Trickle-down economics just doesn’t work, and this study shows it

Here’s a crazy idea: let’s give tax cuts for wealthy people and companies and that will benefit the poor. According to a recent study, this approach (recently advocated by the Trump administration, among others) is just that: a crazy idea that doesn’t work — all it does is increase inequality.

Image credits: Mathieu Stern.

In 2017, President Trump sold his tax cuts as “rocket fuel” for the economy. The idea is that tax cuts on the wealthy would free up money that would allow companies to hire more people, ultimately helping those in need. Trump is far from the only one to propose this approach. Several leading US politicians (typically on the Republican side) have advocated measures along this line.

It seems counterintuitive, but economics isn’t always intuitive. It seemed to work during the Reagan years, and the supporters of trickle down economics (initially used as a pejorative term) saw it as a win. Like a pyramid of champagne glasses, they said, you just need to fill the top glass, and then it will flow naturally to the others. But the top glasses have been getting bigger and bigger, and next to nothing is flowing to the glasses below.

Simply put, economic inequality is steadily on the rise in the US. The poorer 80% of the country only own 7% of its wealth. Productivity has increased constantly for US workers and for a time, the median income increased with it — but after the measures in the late 80s, things changed.

In the late 1980s, multiple countries implemented tax cuts for the well-off. The latest study analyzed data from 18 developed countries, including the US, looking at the connection between trickle-down tax cuts and economic growth. Their conclusions leave little to interpretation:

“The results also show that economic performance, as measured by real GDP per capita and the unemployment rate, is not significantly affected by major tax cuts for the rich. The estimated effects for these variables are statistically indistinguishable from zero,” the study reads.

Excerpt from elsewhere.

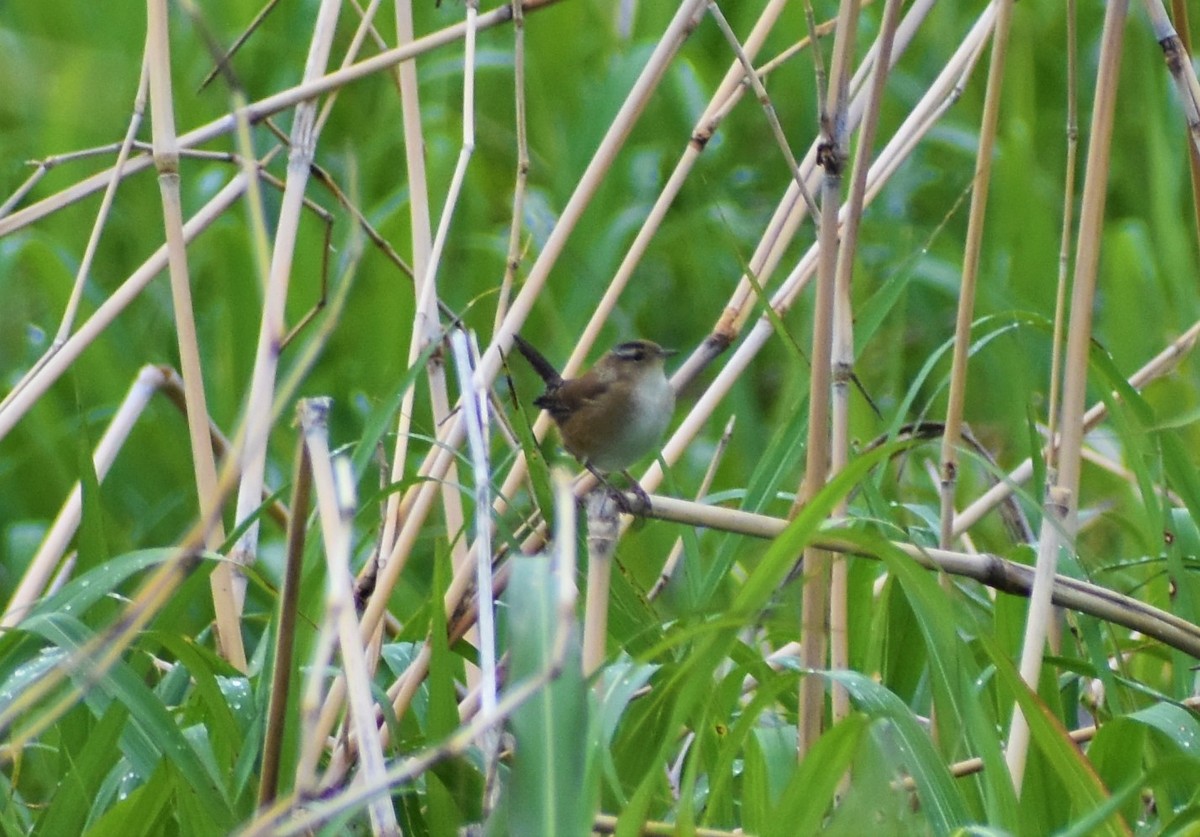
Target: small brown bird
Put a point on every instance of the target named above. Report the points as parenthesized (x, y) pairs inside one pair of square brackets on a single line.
[(613, 414)]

This is far from the first study to come to these conclusions. A 2017 working paper found that the effects of tax cuts are “heterogeneous” — tax cuts on the poor do help the poor. Tax cuts on the rich do little for the poor. A 2015 analysis from the International Monetary Fund also concluded that the benefits don’t really trickle down, and a recent analysis also found the same thing.

The recent study shows that trickle down tax cuts aren’t just useless, they can be harmful. Economic inequality isn’t just a moral problem — it’s a practical one. A number of studies have highlighted the negative effects of inequality, from higher crime and lower social cohesion to health problems and political instability.

So where does this leave us? Tax cuts on the rich, believe it or not, benefit the rich — not the rest. In theory, trickle down economics works; in practice, it doesn’t. David Hope, one of the study authors and Visiting Fellow at the London School of Economics sums it up:

“Our research shows that the economic case for keeping taxes on the rich low is weak. Major tax cuts for the rich since the 1980s have increased income inequality, with all the problems that brings, without any offsetting gains in economic performance.”

For governments looking to genuinely improve the economy, this should be very helpful: it shows what doesn’t work, and suggests what does. Julian Limberg, the other study author, comments:

“Our results might be welcome news for governments as they seek to repair the public finances after the COVID-19 crisis, as they imply that they should not be unduly concerned about the economic consequences of higher taxes on the rich.”